Reprogramar no es “chipear”

Conviene aclarar esto de entrada, porque genera confusión: reprogramar una centralita en este taller no tiene nada que ver con instalar un chip de potencia o un mapa que altere las emisiones del motor. Lo que hacemos es instalar el software oficial que publica el propio fabricante, casi siempre para corregir un bug de diseño conocido, actualizar el comportamiento de un sistema concreto o recodificar una centralita nueva tras una avería. Todo dentro de lo que el fabricante autoriza y sin comprometer emisiones ni seguridad.

Cuándo hace falta reprogramar

Hay dos situaciones típicas. La primera, una actualización de software: el fabricante detecta un fallo de comportamiento en algún sistema, publica un boletín técnico con la solución, y aplicamos esa actualización oficial. La segunda, más frecuente, es la recodificación tras sustituir una centralita averiada: la pieza nueva de recambio llega sin ninguna de las adaptaciones de tu coche, y hay que programarla con los datos del vehículo concreto, sus valores de fábrica y, en muchos casos, vincularla al sistema de inmovilizador para que el motor pueda arrancar.

Cada coche tiene su software, no es genérico

Un detalle que sorprende a bastante gente: el software de una centralita no es intercambiable entre coches del mismo modelo. Va ligado al número de bastidor y a la configuración exacta de ese vehículo. Por eso, antes de programar nada, se lee el estado actual completo: versión de software, codificación vigente, errores almacenados y adaptaciones guardadas, y se hace una copia de seguridad de todo ello antes de tocar un solo parámetro.

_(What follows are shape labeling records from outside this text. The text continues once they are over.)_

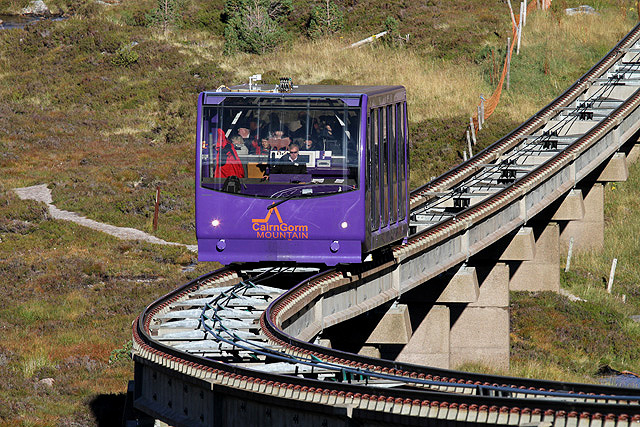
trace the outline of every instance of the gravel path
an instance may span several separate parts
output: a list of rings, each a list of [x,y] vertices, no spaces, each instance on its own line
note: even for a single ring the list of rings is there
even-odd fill
[[[55,219],[72,221],[76,224],[102,231],[123,240],[143,240],[145,242],[156,243],[158,245],[184,246],[192,252],[198,252],[198,245],[185,245],[182,243],[167,242],[166,240],[159,239],[135,228],[116,227],[115,225],[105,224],[80,216],[75,212],[58,209],[53,205],[51,190],[49,190],[45,184],[34,185],[32,187],[14,188],[13,191],[15,191],[18,197],[23,200],[36,200],[38,202],[46,203],[49,207],[49,213]]]

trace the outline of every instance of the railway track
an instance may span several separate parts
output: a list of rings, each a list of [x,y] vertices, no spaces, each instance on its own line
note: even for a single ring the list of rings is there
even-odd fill
[[[465,262],[611,158],[640,126],[639,39],[637,26],[520,127],[414,190],[405,244],[342,270],[224,268],[151,304],[134,324],[136,406],[177,425],[640,423],[640,390],[435,369],[310,342]]]

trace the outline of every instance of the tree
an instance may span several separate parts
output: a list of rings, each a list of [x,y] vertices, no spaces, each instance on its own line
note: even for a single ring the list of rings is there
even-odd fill
[[[263,54],[275,49],[287,37],[282,22],[292,8],[291,0],[227,0],[225,53]]]
[[[156,8],[151,11],[151,21],[162,28],[166,37],[170,27],[175,23],[180,10],[180,0],[157,0]]]
[[[336,33],[344,26],[344,14],[335,3],[325,0],[324,4],[311,10],[309,36],[319,38]]]

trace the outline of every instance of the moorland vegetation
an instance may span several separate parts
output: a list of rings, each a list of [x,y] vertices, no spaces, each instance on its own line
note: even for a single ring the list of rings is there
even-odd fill
[[[511,88],[476,149],[558,95],[637,20],[625,0],[596,1],[597,15],[563,13],[582,2],[554,1],[529,16]],[[0,0],[0,14],[27,3]],[[131,322],[156,297],[215,268],[193,265],[186,249],[53,220],[12,188],[45,183],[59,208],[152,232],[159,186],[154,234],[193,244],[197,94],[255,73],[266,82],[405,85],[415,187],[462,160],[466,124],[479,96],[494,89],[493,58],[504,57],[511,28],[499,0],[47,5],[65,19],[0,31],[0,425],[117,418],[113,408],[133,375]],[[266,40],[247,30],[251,19],[273,30]],[[387,42],[344,49],[384,29],[394,34]],[[505,374],[590,381],[603,363],[640,371],[640,327],[629,319],[640,313],[640,249],[629,232],[640,228],[640,171],[631,173],[606,189],[605,249],[577,255],[563,276],[587,302],[512,295]],[[625,304],[602,286],[614,256]]]

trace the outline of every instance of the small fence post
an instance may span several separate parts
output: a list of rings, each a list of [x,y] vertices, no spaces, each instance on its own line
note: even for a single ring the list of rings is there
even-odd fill
[[[493,63],[493,67],[491,68],[491,86],[495,84],[496,74],[496,51],[495,49],[491,49],[491,62]]]
[[[511,37],[507,37],[507,90],[509,90],[510,74],[511,74]]]
[[[564,272],[569,271],[569,266],[571,265],[571,255],[573,254],[573,237],[569,239],[569,252],[567,253],[567,264],[564,266]]]
[[[618,258],[614,258],[611,263],[611,273],[609,273],[609,284],[607,284],[607,292],[611,293],[613,289],[613,278],[616,275],[616,266],[618,265]]]
[[[158,229],[158,209],[160,207],[160,186],[156,187],[156,207],[153,211],[153,231]]]
[[[516,48],[516,55],[520,55],[520,39],[522,38],[522,22],[523,22],[523,17],[522,14],[524,13],[524,8],[522,7],[522,3],[520,3],[520,16],[518,18],[518,47]]]
[[[473,141],[473,145],[476,145],[476,127],[473,124],[473,117],[469,118],[469,129],[471,130],[471,141]]]

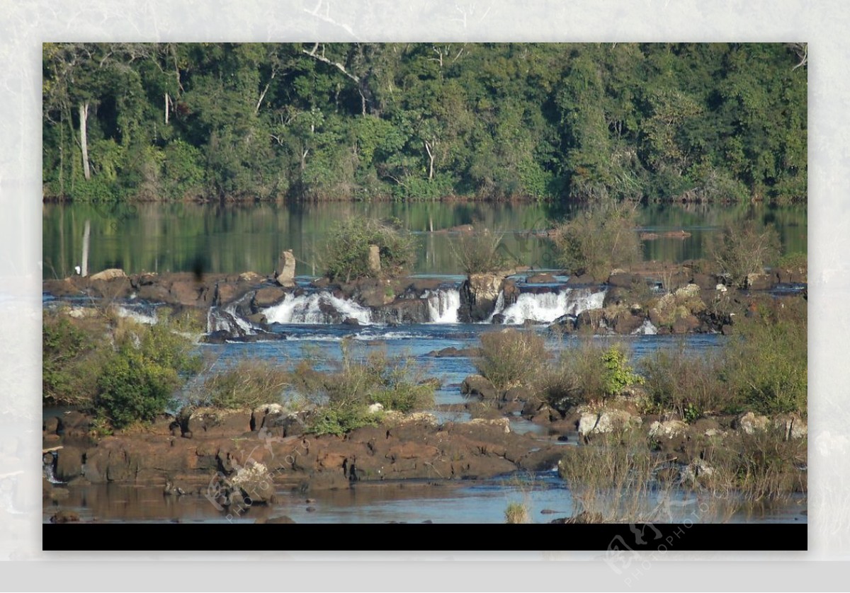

El riesgo real: la tensión de la batería

Durante la escritura del software, la centralita necesita una tensión eléctrica estable. Si la batería cae por debajo de un umbral crítico a mitad de proceso, la programación se puede quedar interrumpida y dejar la centralita inservible, sin posibilidad de recuperación en muchos casos. Por eso trabajamos siempre con un cargador de batería profesional conectado durante todo el proceso, sin excepción, sea una reprogramación de 20 minutos o una que exige conexión al servidor del fabricante y puede alargarse más.

Tras programar, se comprueba todo

Terminada la programación, no basta con que el testigo se apague. Se leen de nuevo los errores para confirmar que no queda ninguno residual, se comprueba que todos los parámetros y adaptaciones se han guardado correctamente, y se hace una prueba en carretera antes de considerar el trabajo cerrado.